Reporting with Natasha Korecki
Judge James Zagel is reading the jurors their instructions. There are 120 of them.
Zagel reminds them that a number of witnesses -- including Joe Cari, John Harris, Lon Monk and Ali Ata -- have pleaded guilty to related or unrelated offenses.
"Their guilty pleas are not to be considered as evidence against the defendants," the judge says.
Recordings are to be used as evidence, Zagel tells them -- not transcripts, which were put together by the government to help the jury follow along. Jurors will be given a computer with all the recordings to use in deliberations, he says.
Zagel turns to specific instructions for each of the 24 counts against Rod Blagojevich. For each count, the judge reads a list of specific things the government must prove "beyond a reasonable doubt" to warrant a guilty verdict.
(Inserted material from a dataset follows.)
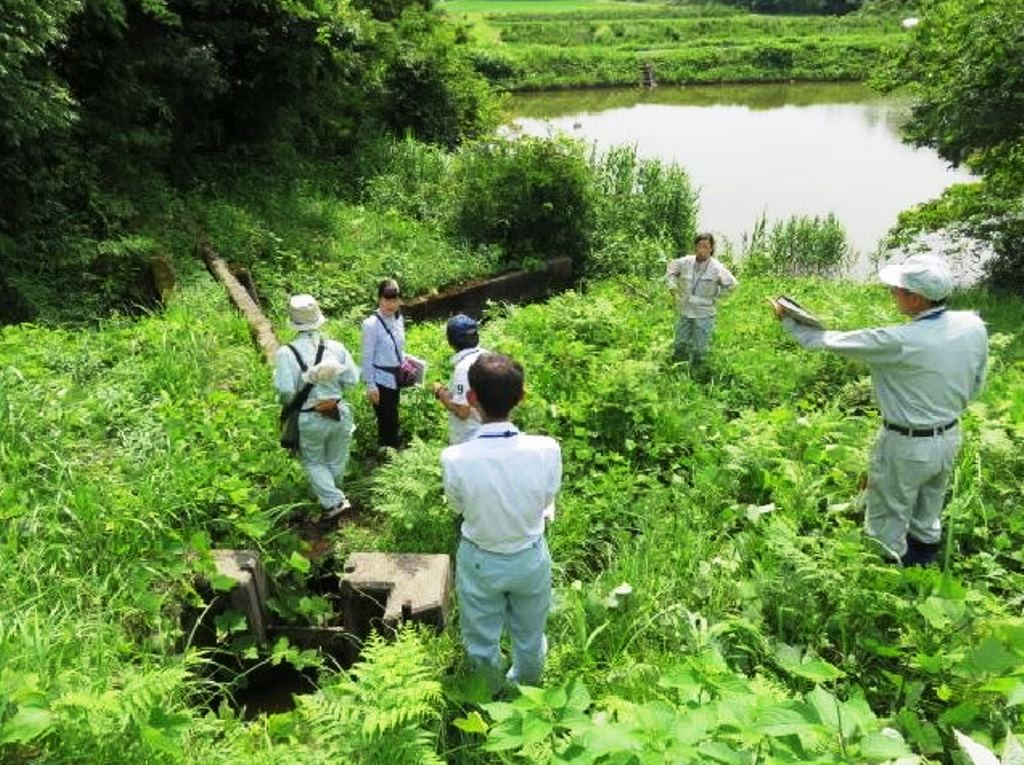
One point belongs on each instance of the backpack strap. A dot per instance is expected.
(299, 398)
(397, 353)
Much is fairly technical.
He goes through a long list for count 2 -- conspiracy to commit racketeering.
"A conspiracy may be committed even if its purpose is not accomplished," the judge reads steadily, and later, "A group may continue to be an enterprise even if it changes membership by gaining or losing members over time."
Now and then, Zagel lists off a long string of count numbers to which a specific instruction applies.
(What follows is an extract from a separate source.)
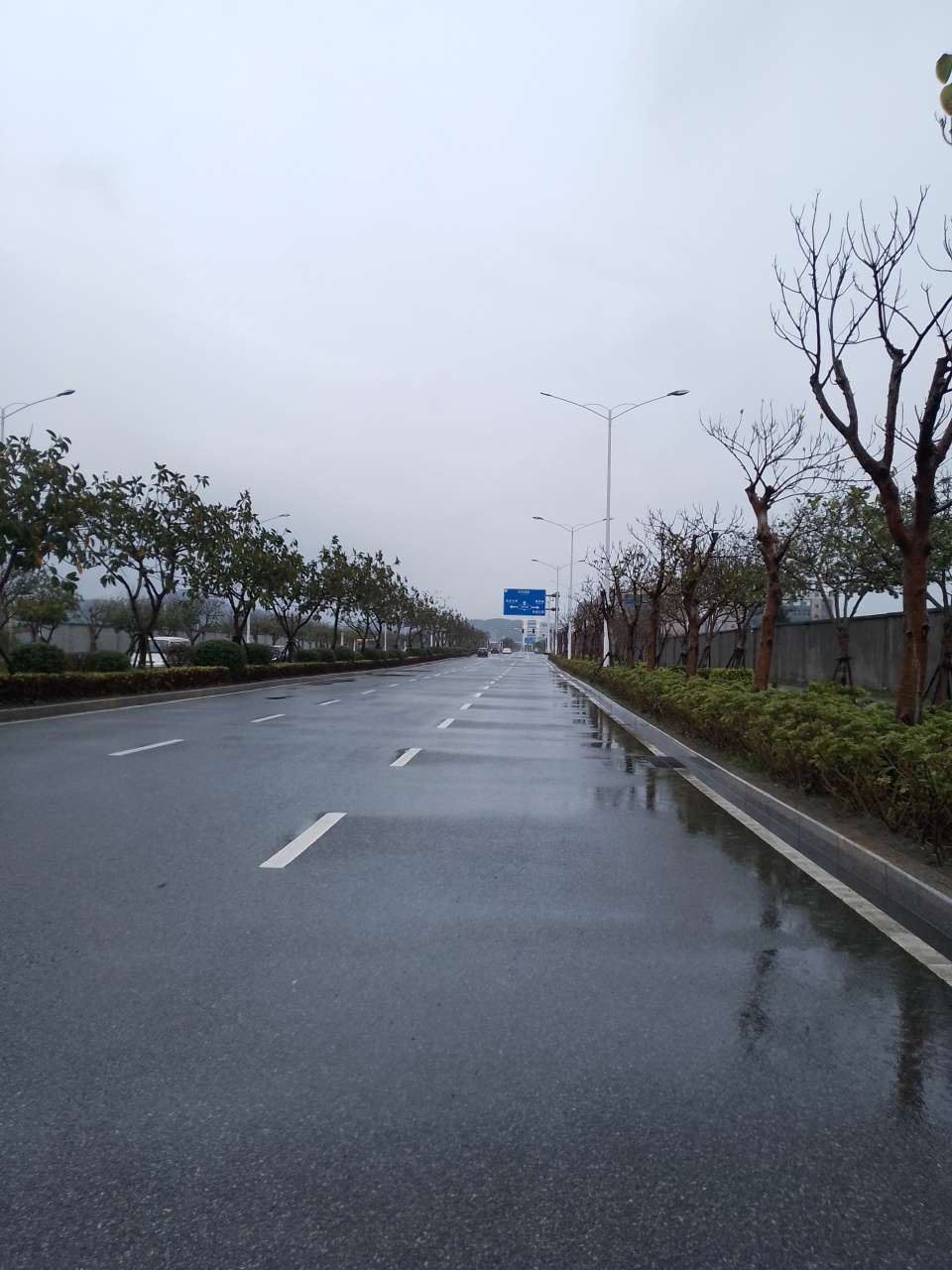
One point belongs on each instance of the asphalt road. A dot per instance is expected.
(530, 1001)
"From what you've just heard, you understand why we give you written copies of the jury instructions to take with you," he says, acknowledging that there's no way the jurors can be absorbing all this information.
On one bribery count, Zagel defines the term "anything of value." The term can mean "money, property or prospective employment," he says.
The jurors are getting restless. One has her eyes closed; another just yawned.